We have recently reported an optimal strategy to exploit CD4+ T cells for ACT in the context of brain tumors. In line with the notion that the homing properties of CD4+ T cells are influenced by their functional polarization, in our hands TH1 polarized CD4+ T cells infiltrated an intracranial tumor far more efficiently than their TH2 counterparts (Fig. 1A). This correlated with elevated expression levels of α4 integrin and chemokine (C-X-C motif) receptor 3 (CXCR3), two hallmarks of TH1 polarization. The objective was to enhance the recruitment of CD8+ T cells to the brain and to augment their ability to secrete interferon γ (IFNγ) and tumor necrosis factor α (TNFα), and this could only be achieved when TAA-specific CD4+ TH1 cells were co-administered (Fig. 1B). These results extend to the central nervous system earlier findings exploring the importance of CD4+ T-cell help in the immune response against extracranial tumors., As for many other malignancies, only a few TSAs/TAAs recognized by CD4+ T cells have been characterized to date for human brain tumors. Our findings should therefore encourage a wave of antigen discovery aimed at identifying targets for synergistic CD4+ and CD8+ T cell-based anticancer immunotherapy. “Universal,” tumor-associated helper peptides from telomerase are interesting candidates to test in this sense.

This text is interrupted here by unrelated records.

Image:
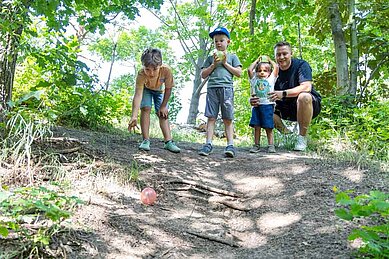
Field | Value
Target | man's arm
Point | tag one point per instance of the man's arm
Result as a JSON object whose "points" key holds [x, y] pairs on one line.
{"points": [[293, 92]]}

Figure 1. Synergic effects of tumor-associated antigen-specific CD4+ TH cells and CD8+ T cells against brain cancer. (A) In vitro polarized TH1 cells preferentially infiltrate an intracranial tumor. (B) TH1 cells specific for a tumor-associated antigen enhanced the infiltration of neoplastic lesions by CD8+ T cells and the ability of the latter to secrete cytokines. (C) Both TH1 and TH2 T cells have therapeutic effects when co-administered with CD8+ T cells, potentially owing to in vivo repolarization. APC, antigen-presenting cell; IFNγ, interferon γ; IL, interleukin.

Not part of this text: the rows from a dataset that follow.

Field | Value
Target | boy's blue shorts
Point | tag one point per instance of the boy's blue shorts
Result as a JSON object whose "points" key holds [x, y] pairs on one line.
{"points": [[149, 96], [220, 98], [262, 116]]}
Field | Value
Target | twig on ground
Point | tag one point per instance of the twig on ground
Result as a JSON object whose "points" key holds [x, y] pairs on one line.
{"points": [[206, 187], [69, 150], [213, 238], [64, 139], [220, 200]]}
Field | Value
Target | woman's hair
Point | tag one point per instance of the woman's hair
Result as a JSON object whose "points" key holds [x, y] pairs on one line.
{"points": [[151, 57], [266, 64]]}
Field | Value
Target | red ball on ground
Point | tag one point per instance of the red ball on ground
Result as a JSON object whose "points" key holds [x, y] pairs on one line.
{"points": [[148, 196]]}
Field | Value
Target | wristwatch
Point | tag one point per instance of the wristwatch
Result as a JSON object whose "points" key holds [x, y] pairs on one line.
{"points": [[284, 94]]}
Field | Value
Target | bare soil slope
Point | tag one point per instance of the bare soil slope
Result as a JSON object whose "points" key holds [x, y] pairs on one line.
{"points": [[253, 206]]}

In conclusion, the adoptive transfer of T cells for the immunotherapy of brain tumors does not require the clinically inconvenient approach of local delivery, since systemically delivered TAA-specific TH1 CD4+ and CD8+ T cells exert synergistic anticancer effects. But is TH1 polarization a required complexity? In some circumstances probably not, because we demonstrated that in long-term models of immunotherapy against brain cancer, even TH2 polarized CD4+ cells can synergize with CD8+ effector cells (Fig. 1C). This may be because of the inherent plasticity of in vitro polarized TH1 or TH2 CD4+ T cells, which may repolarize in vivo, in appropriate microenvironments.